Así pasaron las horas y las semanas. El señor Lagarna iba a peor. Los sueños no le abandonaban y su aspecto era cada vez más mortecino. Diríase que conforme él adelgazaba el animal iba creciendo en salud y presentaba un tocino más prominente y una sonrisa más jactanciosa.
Lagarna terminó convenciéndose de que la escultura de McCarthy era un súcubo que le aspiraba su energía cada noche casándose con él y matándole. Decidió actuar. Una tarde, tras terminar su jornada laboral, tomó su vehículo y condujo hasta el caserío familiar en las inmediaciones de Eibar. Desde allí accedió por la puerta de atrás, una que conocían los allegados, a una pequeña explotación agrícola vecina de unos conocidos famosa por sus chorizos. La modesta piara de cerdos yacía tranquila así que Lagarna, sigiloso, se aseguró de que la botella de cloroformo rodara lo menos posible antes de que se vaciara por completo. Al cabo de un rato, Lagarna salió de puntillas por donde había entrado con una valiosa carga cargada en su espalda.

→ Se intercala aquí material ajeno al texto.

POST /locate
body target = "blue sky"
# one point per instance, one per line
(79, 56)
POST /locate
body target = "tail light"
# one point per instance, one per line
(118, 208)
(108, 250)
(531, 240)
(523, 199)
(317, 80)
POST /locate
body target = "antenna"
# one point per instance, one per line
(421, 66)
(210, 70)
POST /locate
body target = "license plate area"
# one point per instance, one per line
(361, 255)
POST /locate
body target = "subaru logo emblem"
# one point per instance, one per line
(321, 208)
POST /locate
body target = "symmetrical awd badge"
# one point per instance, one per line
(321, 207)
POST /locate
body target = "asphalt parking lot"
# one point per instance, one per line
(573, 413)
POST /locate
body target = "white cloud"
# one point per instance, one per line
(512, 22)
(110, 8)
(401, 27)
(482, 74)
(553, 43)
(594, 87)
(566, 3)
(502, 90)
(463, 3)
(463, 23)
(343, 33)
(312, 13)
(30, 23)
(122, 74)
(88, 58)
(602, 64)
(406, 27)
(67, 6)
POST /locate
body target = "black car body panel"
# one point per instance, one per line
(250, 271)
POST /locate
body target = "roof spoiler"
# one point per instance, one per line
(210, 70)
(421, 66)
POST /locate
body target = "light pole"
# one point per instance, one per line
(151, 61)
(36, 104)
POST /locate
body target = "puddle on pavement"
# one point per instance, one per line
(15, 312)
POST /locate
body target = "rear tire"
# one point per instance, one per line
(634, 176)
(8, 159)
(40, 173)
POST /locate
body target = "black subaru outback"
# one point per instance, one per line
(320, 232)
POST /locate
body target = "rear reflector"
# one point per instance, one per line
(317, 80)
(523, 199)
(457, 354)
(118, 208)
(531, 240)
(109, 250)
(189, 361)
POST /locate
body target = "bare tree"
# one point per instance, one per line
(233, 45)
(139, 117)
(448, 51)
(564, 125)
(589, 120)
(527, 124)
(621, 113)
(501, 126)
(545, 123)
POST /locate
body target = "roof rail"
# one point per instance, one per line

Al día siguiente, era un miércoles, Lagarna preparó el escenario con minuciosidad. Madrugó y llevó un cajón bien forrado con aislante con unos cuantos agujeros que ocultó antes de que el museo abriera sus puertas en una esquina de la sala que debía vigilar. En el momento de mayor afluencia de visitantes, Lagarna descorrió con sigilo la portezuela del cajón y de su interior salió embravecido y hambriento un pequeño lechón que comenzó a trotar por la sala gruñendo de manera estruendosa. El desagradable sonido –acrecentado por la acústica del recinto- alertó a los visitantes, que comenzaron a huir despavoridos conforme el animal daba vueltas por la sala. Lagarna salió en su persecución como poseído por un demonio. El vigilante de seguridad se iba desvistiendo mientras emitía extrañas consignas a voz en grito (“Barrocoooo”, “la cerdaaa”, “intransigenciaaa”, “empatíaaa”, “simbiosiiisssss”, “madreeee”…). Al cabo de dos minutos Lagarna, ya en ropa interior, había conseguido alcanzar al animal, que no cesaba de gruñir. Por aquel entonces ya habían acudido a la sala varios de los compañeros del trastornado vigilante, aunque por simpatía o por miedo, aún no se habían decidido a intervenir. Lagarna, en calzoncillos y sudado, sonreía por vez primera en semanas al acariciar al lechón con una mano mientras lo sujetaba firmemente con la otra. El hombre condujo al animal hasta la escultura de McCarthy y juntos se tumbaron enfrente de sus mamillas. Lagarna acarició al lechón y le susurró. “Enséñame a mamar”. Como quiera que el cerdito únicamente hozaba desconcertado sin parar de gruñir el vigilante comenzó a chillar. “No es real. No es real. No es real”. Lagarna, fuera de sí, agarró al lechón y comenzó a golpearlo contra las paredes de la sala hasta que empezó a sangrar y a tiznar de rojo todo en un radio considerable. Unas gotas cayeron sobre el hocico sonriente de la estatua de McCarthy. Dos miembros de la ertzaintza redujeron a golpes a Lagarna, que trataba de masturbarse compulsivamente en mitad de la vorágine.
Al día siguiente, la noticia abría la sección de cultura de “El Correo Vasco”. El periodista lo tituló: “Espectacular performance barroca en el Guggenheim”.